Pour satisfaire les exigences de quatre aspirants obligatoires, les associations se sont entendues pour qu'il y ait une rotation afin qu'éventuellement ils aient tous leur chance.

Beterbiev a affronté son aspirant obligatoire WBC Callum Smith à Québec à son dernier combat. Il s'était acquitté de celui de la WBO, Anthony Yarde, en Angleterre l'année précédente. Dmitrii Bivol a lui satisfait aux exigences de l'obligatoire WBA en prenant la mesure de Gilberto Ramirez à Abu Dhabi en novembre 2022.

Les 4 aspirants obligatoires sont dans l'ordre : IBF Michael Eifert (13-1, 5 K.-O.), WBA le cubain David Morrell (11-0, 9 K.-O), WBO l'anglais Joshua Buatsi (19-0, 13 K.-O) et le dernier l'Américain David Benavidez (29-0, 24 K.-O.)

C'est donc au tour de l'aspirant obligatoire IBF d'obtenir sa chance. On le connaît très bien celui-là, il s'agit de l'allemand Michael Eifert, le tombeur de Jean Pascal à Laval l'an dernier.

Benavidez et Morrell auraient rendez-vous pour unifier leurs deux positions d'aspirant obligatoire en janvier.
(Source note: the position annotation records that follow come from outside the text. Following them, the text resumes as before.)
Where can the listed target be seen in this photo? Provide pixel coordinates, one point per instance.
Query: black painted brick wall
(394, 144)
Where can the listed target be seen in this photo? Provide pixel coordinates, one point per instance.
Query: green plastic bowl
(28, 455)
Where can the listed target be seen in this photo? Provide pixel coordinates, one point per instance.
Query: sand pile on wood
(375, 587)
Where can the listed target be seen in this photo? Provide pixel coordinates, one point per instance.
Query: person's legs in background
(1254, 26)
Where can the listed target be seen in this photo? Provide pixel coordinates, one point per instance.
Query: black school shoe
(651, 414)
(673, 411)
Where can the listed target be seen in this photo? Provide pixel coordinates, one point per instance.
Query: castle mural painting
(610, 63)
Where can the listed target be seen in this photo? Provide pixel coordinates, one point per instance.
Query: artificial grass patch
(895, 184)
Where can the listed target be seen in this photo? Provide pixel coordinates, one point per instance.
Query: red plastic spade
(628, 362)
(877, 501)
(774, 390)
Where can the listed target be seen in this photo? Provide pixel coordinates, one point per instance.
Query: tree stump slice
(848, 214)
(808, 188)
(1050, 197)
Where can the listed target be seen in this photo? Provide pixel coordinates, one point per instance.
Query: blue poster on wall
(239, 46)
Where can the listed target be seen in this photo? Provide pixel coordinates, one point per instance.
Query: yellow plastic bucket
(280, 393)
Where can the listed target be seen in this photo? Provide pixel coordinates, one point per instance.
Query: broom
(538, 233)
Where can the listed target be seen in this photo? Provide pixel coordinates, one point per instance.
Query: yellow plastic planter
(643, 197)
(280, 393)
Un combat très intéressant en perspective qui permettrait au gagnant d'accélérer le processus.

Hier, l'IBF a officiellement ordonné le début des négociations entre les clans du champion unifié et celui de Eifert en s'assurant de mentionner qu'elle pourrait considérer une demande potentielle d'exemption de Beterbiev pour la revanche.

Questionné à ce sujet, Bob Arum, le promoteur de Beterbiev, n'était pas totalement vendu au combat revanche immédiat. Il a suggéré qu'il serait peut-être sage, dans le temps, que tous les deux, Beterbiev comme Bivol, livrent un combat intérimaire.
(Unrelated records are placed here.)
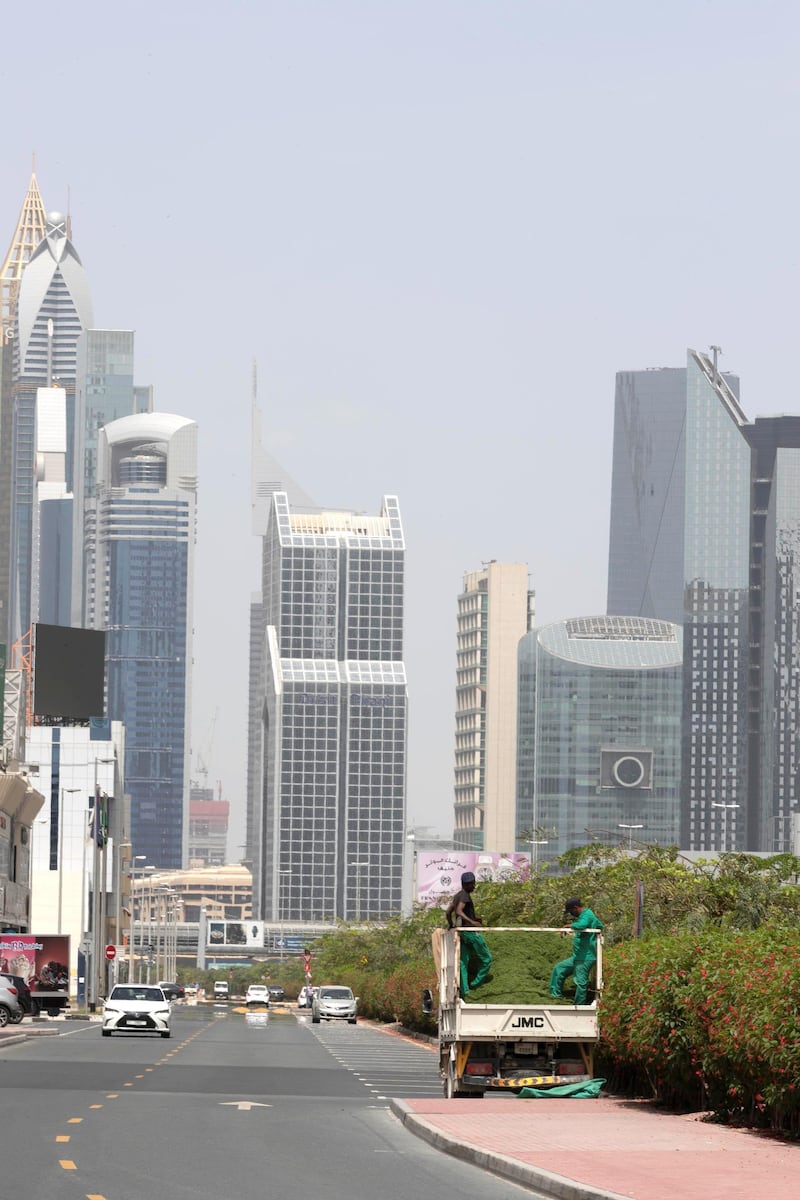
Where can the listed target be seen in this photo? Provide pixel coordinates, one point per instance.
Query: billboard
(236, 933)
(43, 963)
(68, 672)
(438, 873)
Arum est un fin renard. C'est peut-être juste une tactique de négociation afin de faire monter les enchères et s'assurer d'obtenir la plus grande part des ressources financières disponibles pour la reprise.

Artur aura 40 ans le 21 janvier prochain et en mon sens, ce serait préférable que son prochain combat soit une revanche contre Bivol qui pourrait avoir lieu à la fin du printemps prochain.

Non pas que je crois que le Tchétchène d'origine est à ses dernières sorties, mais je n'imagine rien de plus excitant que de discerner lequel des deux aura le plus appris de leur première confrontation et saura effectuer les ajustements requis.

Avec son style et le peu d'usures de combat, je m'attends à ce que le champion nous donne encore plusieurs bonnes années. Si Bernard Hopkins est redevenu champion du monde à 46 ans, Beterbiev peut facilement se rendre à 43 ou 44 et être encore champion.

Enfin pour ceux qui ont raté la présentation en direct de l'affrontement de samedi dernier, je vous invite à regarder la reprise à RDS le mercredi 23 octobre à compter de 20 h.

Bonne boxe et à la semaine prochaine.